The whole idea is that — stunner! — free-church Protestants are creating new forms of worship out of the cultural materials that surround them. As if this was not what happened on the Great Awakening long ago and in the happy-clappy Megachurch movements of the recent past. This is how churches work, when Church Tradition is something that can be settled in a Wednesday-night business meeting.

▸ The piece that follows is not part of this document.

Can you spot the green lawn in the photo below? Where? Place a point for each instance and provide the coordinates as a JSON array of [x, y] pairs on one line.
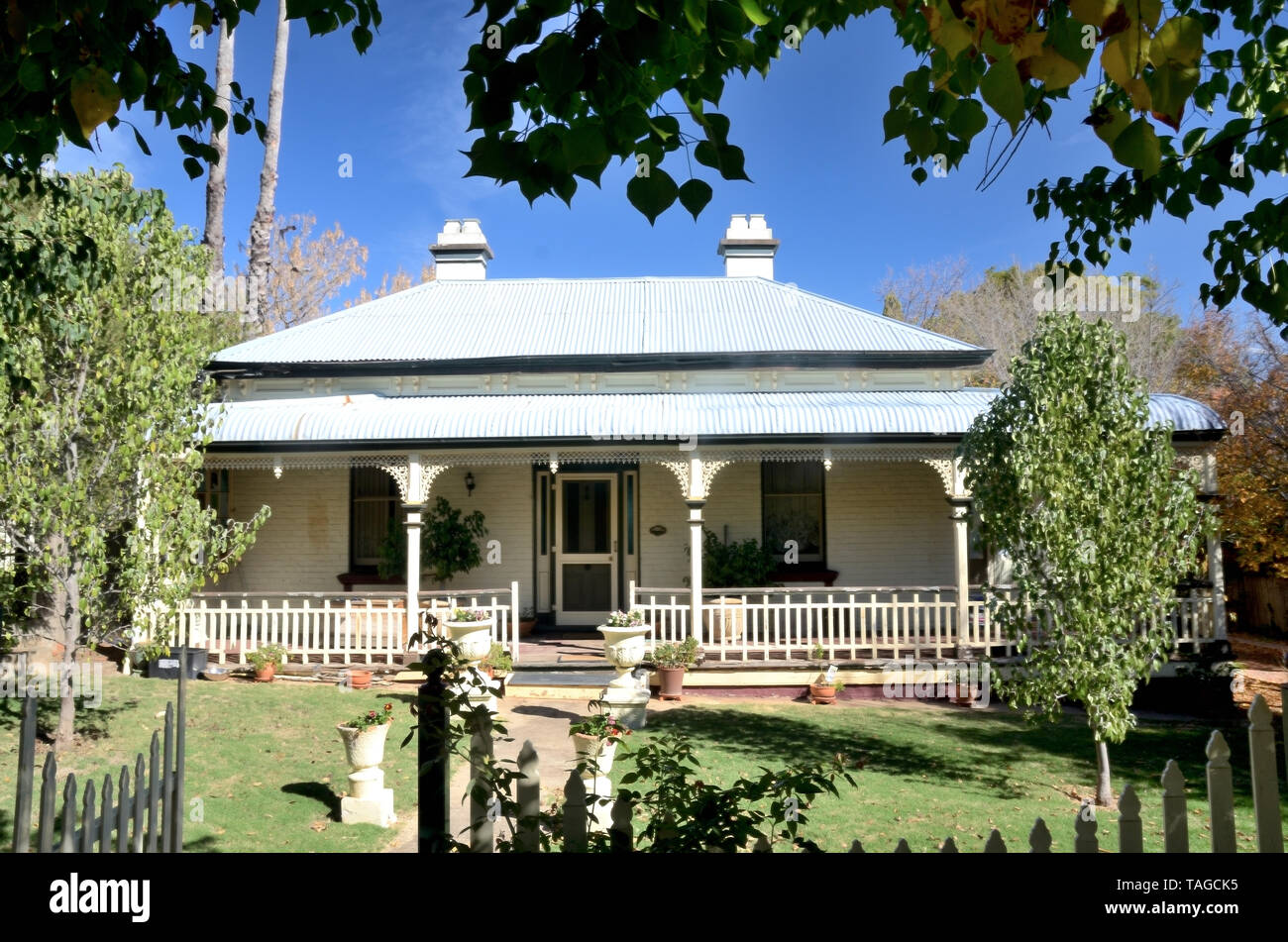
[[928, 773], [265, 760]]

Thus, contemporary Christian worship got old and people had to hunt for “what comes next.” The columns I have written on this topic over the past five years — from postmodern Celtic Baptists in Falwell country to the influential Ecclesia flock in urban Houston – have drawn a lot of response from my readers. Here is now the Times summed up the scene:
The label “emerging church” refers to the emergence of a generation with little or no formal attachment to church. The congregations vary in denomination, but most are from the evangelical side of Protestantism and some are sponsored by traditional churches. Brian McLaren, 48, pastor at Cedar Ridge Community Church in Spencerville, Md., and one of the architects of the fledgling movement, compared the churches to foreign missions, using the local language and culture, only directed at the vast unchurched population of young America.

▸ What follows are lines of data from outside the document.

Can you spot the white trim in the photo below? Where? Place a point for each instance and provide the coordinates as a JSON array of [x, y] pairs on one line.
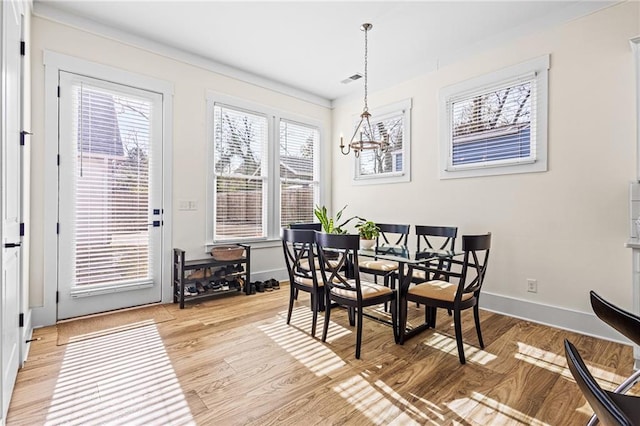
[[580, 322], [100, 290], [52, 13], [539, 66], [53, 64], [635, 48], [378, 114]]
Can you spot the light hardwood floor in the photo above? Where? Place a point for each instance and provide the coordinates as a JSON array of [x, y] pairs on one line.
[[233, 360]]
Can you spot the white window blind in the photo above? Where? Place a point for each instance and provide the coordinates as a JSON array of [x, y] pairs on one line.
[[494, 125], [298, 177], [111, 173], [240, 170]]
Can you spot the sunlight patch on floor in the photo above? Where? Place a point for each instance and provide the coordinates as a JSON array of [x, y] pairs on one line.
[[558, 364], [302, 317], [121, 378], [310, 352], [409, 408], [372, 403], [448, 345], [484, 410]]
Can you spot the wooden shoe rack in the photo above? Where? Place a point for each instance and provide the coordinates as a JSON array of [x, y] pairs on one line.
[[212, 270]]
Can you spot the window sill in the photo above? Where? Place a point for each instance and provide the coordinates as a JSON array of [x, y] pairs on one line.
[[255, 244]]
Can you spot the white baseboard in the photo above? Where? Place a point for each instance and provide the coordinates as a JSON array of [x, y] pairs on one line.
[[554, 316]]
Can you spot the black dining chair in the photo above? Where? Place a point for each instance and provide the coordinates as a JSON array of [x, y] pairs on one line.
[[434, 238], [447, 293], [314, 226], [610, 408], [393, 235], [625, 323], [344, 285], [298, 246]]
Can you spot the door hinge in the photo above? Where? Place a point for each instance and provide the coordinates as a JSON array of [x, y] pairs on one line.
[[23, 133]]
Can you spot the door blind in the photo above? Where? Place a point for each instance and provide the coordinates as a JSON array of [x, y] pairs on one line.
[[111, 174]]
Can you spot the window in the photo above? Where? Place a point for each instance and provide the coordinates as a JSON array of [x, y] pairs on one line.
[[298, 182], [496, 124], [240, 141], [263, 171], [392, 165]]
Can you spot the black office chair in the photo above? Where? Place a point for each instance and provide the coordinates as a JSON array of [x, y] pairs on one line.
[[625, 323], [443, 293], [339, 254], [390, 234], [298, 246], [611, 408]]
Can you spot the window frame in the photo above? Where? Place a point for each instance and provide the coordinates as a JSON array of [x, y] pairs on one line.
[[538, 68], [271, 206], [398, 108]]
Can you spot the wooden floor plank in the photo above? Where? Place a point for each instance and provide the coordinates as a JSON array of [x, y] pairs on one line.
[[234, 360]]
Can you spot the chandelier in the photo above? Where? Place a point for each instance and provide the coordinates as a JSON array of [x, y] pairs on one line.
[[363, 138]]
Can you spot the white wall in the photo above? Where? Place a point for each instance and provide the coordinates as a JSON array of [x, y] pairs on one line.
[[565, 227], [189, 127]]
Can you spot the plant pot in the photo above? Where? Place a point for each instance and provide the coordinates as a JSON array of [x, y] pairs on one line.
[[367, 244]]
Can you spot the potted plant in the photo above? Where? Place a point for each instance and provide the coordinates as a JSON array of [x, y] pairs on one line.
[[368, 231], [330, 225]]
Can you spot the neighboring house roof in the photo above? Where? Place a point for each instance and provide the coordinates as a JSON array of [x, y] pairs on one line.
[[298, 167], [98, 129]]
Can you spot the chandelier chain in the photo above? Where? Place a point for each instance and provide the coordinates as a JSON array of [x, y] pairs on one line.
[[366, 56]]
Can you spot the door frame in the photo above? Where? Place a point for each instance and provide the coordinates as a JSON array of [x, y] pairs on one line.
[[54, 63]]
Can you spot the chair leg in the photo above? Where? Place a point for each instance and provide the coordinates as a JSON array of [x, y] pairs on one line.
[[386, 284], [291, 297], [315, 314], [476, 317], [359, 333], [394, 319], [352, 317], [320, 298], [458, 327], [430, 313], [402, 321], [327, 317]]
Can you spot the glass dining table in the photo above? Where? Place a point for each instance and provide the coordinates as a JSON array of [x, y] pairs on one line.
[[406, 258]]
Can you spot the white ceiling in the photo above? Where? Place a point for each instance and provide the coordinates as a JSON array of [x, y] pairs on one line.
[[313, 46]]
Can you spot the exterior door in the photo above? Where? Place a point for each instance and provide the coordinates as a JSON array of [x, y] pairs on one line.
[[110, 196], [11, 182]]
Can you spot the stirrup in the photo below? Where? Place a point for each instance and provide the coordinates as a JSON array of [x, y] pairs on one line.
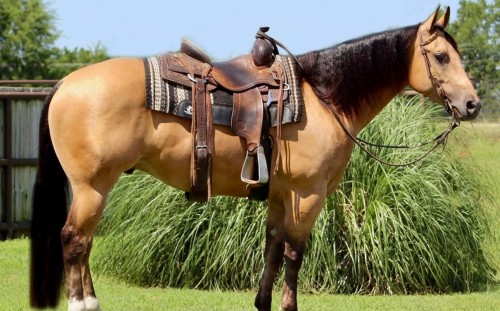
[[248, 165]]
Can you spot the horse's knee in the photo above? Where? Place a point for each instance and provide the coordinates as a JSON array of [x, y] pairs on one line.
[[73, 245]]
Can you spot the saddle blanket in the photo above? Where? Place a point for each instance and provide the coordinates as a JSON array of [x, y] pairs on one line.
[[169, 97]]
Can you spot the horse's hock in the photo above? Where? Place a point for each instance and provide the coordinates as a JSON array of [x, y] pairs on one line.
[[21, 104]]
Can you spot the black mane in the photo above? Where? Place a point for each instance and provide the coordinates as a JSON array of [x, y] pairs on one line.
[[351, 72]]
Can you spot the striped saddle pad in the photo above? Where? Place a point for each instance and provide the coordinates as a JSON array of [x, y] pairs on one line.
[[168, 97]]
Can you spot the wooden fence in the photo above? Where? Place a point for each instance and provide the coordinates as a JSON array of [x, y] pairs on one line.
[[20, 108]]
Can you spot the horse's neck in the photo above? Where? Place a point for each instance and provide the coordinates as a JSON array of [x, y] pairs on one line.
[[360, 77], [371, 107]]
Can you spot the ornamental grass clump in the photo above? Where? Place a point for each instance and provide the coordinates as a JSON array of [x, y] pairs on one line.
[[416, 229]]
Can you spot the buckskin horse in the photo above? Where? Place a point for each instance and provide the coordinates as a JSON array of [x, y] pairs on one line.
[[95, 126]]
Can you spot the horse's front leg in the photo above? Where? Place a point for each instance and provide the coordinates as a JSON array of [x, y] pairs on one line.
[[300, 216], [273, 255]]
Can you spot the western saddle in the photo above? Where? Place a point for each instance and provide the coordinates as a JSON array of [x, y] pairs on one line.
[[255, 81]]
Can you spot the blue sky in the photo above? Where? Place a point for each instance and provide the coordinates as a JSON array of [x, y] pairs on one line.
[[226, 28]]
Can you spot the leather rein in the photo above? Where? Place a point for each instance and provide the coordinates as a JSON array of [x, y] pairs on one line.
[[438, 140]]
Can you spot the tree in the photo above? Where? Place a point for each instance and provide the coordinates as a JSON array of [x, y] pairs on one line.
[[27, 35], [477, 29], [66, 60], [27, 44]]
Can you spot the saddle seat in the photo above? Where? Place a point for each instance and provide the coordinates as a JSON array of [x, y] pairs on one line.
[[254, 82], [235, 75]]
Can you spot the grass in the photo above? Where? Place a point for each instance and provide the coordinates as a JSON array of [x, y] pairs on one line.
[[117, 296], [478, 144], [418, 229]]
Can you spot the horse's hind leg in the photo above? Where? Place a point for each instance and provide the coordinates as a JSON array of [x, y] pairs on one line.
[[300, 216], [84, 215]]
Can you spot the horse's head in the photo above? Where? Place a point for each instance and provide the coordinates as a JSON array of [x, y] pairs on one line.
[[437, 72]]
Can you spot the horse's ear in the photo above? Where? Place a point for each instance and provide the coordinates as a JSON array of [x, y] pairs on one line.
[[431, 21], [443, 21]]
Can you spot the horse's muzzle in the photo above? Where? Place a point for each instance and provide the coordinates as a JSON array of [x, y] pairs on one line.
[[468, 112]]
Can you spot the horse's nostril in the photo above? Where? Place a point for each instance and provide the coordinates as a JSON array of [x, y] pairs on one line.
[[470, 105]]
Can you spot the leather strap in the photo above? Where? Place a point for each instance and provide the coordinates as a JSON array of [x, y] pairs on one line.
[[202, 130]]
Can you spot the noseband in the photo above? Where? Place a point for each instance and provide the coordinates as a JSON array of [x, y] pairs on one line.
[[431, 75], [438, 140]]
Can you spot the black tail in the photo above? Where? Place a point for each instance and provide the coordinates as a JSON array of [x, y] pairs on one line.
[[48, 218]]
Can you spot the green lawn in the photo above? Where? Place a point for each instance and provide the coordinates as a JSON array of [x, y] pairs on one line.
[[479, 144]]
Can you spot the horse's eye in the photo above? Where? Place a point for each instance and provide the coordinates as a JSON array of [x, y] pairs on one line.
[[442, 58]]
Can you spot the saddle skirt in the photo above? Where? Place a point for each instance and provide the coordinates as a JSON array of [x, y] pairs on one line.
[[170, 97]]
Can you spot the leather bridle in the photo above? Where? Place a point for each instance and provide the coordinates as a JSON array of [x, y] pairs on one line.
[[438, 140], [431, 75]]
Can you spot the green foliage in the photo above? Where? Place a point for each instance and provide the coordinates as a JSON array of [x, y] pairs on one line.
[[387, 230], [27, 35], [27, 38], [477, 30], [115, 295], [66, 60]]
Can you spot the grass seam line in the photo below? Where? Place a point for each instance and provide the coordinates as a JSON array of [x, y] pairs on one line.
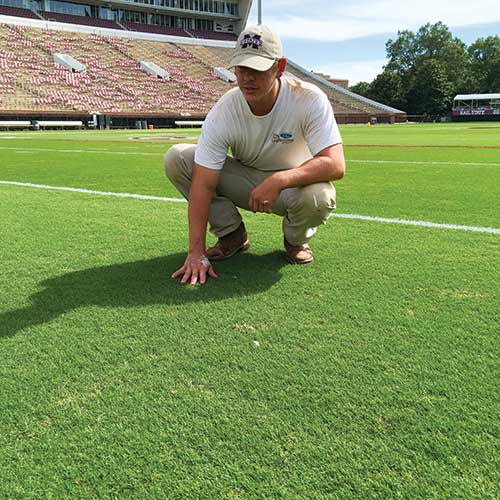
[[407, 222]]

The ministries are diverse in their practices. At Ecclesia in Houston and Vintage Faith Church in Santa Cruz, Calif., artists in the congregation paint during services, in part to bring mystical or nonrational elements to worship, said Chris Seay, 32, pastor of the four-year-old Ecclesia, which draws 400 to 500 people on most Sundays. At Spirit Garage in Minneapolis, in a small theater, congregants can pick up earplugs at the door in case the Spirit Garage Band is too loud. At Solomon’s Porch across town, a crowd of about 300 takes weekly communion “house party”-style, chatting with plastic cups of wine and pieces of pastry before one announces, “Take and eat the body of Christ.”
What interests me is that many of these Protestant leaders believe that they can move closer to ancient traditions with a few clicks of a computer mouse. You take an icon here, mix with a rock version of a chant from there, blend in a new gender-neutral version of an ancient liturgy from over there, light some incense and — bingo — you have a new, deep, rooted religious experience for people baptized in a visual, experiential culture.
Perhaps there is another story here. When will more churches — even on the right — openly begin using this same PoMo approach with doctrine and moral theology?